# Middle name for Evan, can anyone suggest any?



## kelzyboo

So i think i've finally found my son's name, i've always loved Evan and i've got my daughter to agree to it :happydance: but i can't decide on a middle name, so far i like:

Evan Alexander
Evan Jacob
Evan River 
Evan Luke

Any suggestions would help lol i'm lost and nobody i know likes my name choice so can't help me decide what middle name goes well with it :flower:


----------



## RubyRainbows

I love the name Evan -- Evan Alexander sounds great!

I know an Evan Nicholas, which i love also!

Evan Michael
Evan Christopher
Evan James
Evan Gabriel
Evan Tyler


----------



## RubyRainbows

Evan Jack


----------



## kelzyboo

I like Evan Jack x


----------



## Lola472

I really like the name Evan but my last name is Williams and I'm already a PG teenager, I don't want to put anymore targets on the kids back. But that's a great name!
Evan Nathaniel/Nathan
Evan Spencer
Evan Patrick
Evan Alexander
Evan Nicholas
Evan Holden
Evan Tucker


----------



## kelzyboo

Evan Holden is cute, i like Evan Patrick too i'll have to run some of these by my daughter although its taken 27weeks to get her to agree to Evan so who knows what she'll choose x


----------



## shelleney

I like Evan :thumbup:
I think Evan Michael is nice


----------



## aliyah_112

Evan Patrick is lovely! :flower: x


----------



## NawlinsMama

Lola472 said:


> I really like the name Evan but my last name is Williams and I'm already a PG teenager, I don't want to put anymore targets on the kids back. But that's a great name!

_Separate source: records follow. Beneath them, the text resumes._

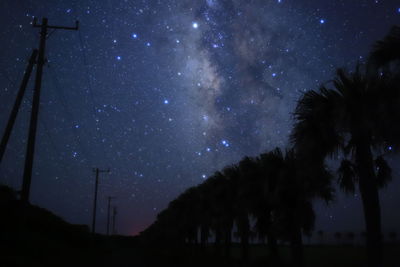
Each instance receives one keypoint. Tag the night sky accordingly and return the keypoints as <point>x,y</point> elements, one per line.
<point>166,92</point>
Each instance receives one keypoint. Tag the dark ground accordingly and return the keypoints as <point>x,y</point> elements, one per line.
<point>32,236</point>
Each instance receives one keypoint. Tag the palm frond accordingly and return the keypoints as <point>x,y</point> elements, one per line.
<point>387,49</point>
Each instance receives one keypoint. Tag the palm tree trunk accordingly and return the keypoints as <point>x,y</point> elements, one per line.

My sister's son is named Evan William. I think if you drop the "s" no one would really notice, especially as a middle name.

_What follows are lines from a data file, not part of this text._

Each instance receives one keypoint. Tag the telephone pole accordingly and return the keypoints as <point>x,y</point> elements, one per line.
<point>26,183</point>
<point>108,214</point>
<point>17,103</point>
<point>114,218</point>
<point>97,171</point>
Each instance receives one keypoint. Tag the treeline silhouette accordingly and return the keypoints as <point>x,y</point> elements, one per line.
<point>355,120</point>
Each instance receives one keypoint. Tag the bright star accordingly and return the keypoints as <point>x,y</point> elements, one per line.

Other than that, kelzy, I like Evan Alexander. But I think that short first names sound better when paired with multi-syllable middle names, so it might just be a personal preference.


----------



## fairy_gem

I prefer Evan Alexander from your list.

Evan Alexis
Evan Blake
Evan Carter
Evan Daniel
Evan George
Evan Harris 
Evan Isaac
Evan James
Evan Keane
Evan Lachlan
Evan Matthew
Evan Miles
Evan Nathaniel
Evan Ryder
Evan Samuel
Evan Sebastian
Evan Tobias


x


----------



## mummy.wannabe

a lot of the names suggested are very american and not many children other here are really called them.
love evan

evan luke
evan james x 

good luck choosing x


----------



## kelzyboo

Oooh fairy_gem i like Evan Ryder from your list, putting it on mine now lol xx


----------



## kelzyboo

I always liked Evan Luke aswell, there so many nice ones lol i'll never be able to choose one xx


----------



## fairy_gem

kelzyboo said:


> Oooh fairy_gem i like Evan Ryder from your list, putting it on mine now lol xx


:happydance:

x


----------



## annie32

samuel, michael, robert, stewart


----------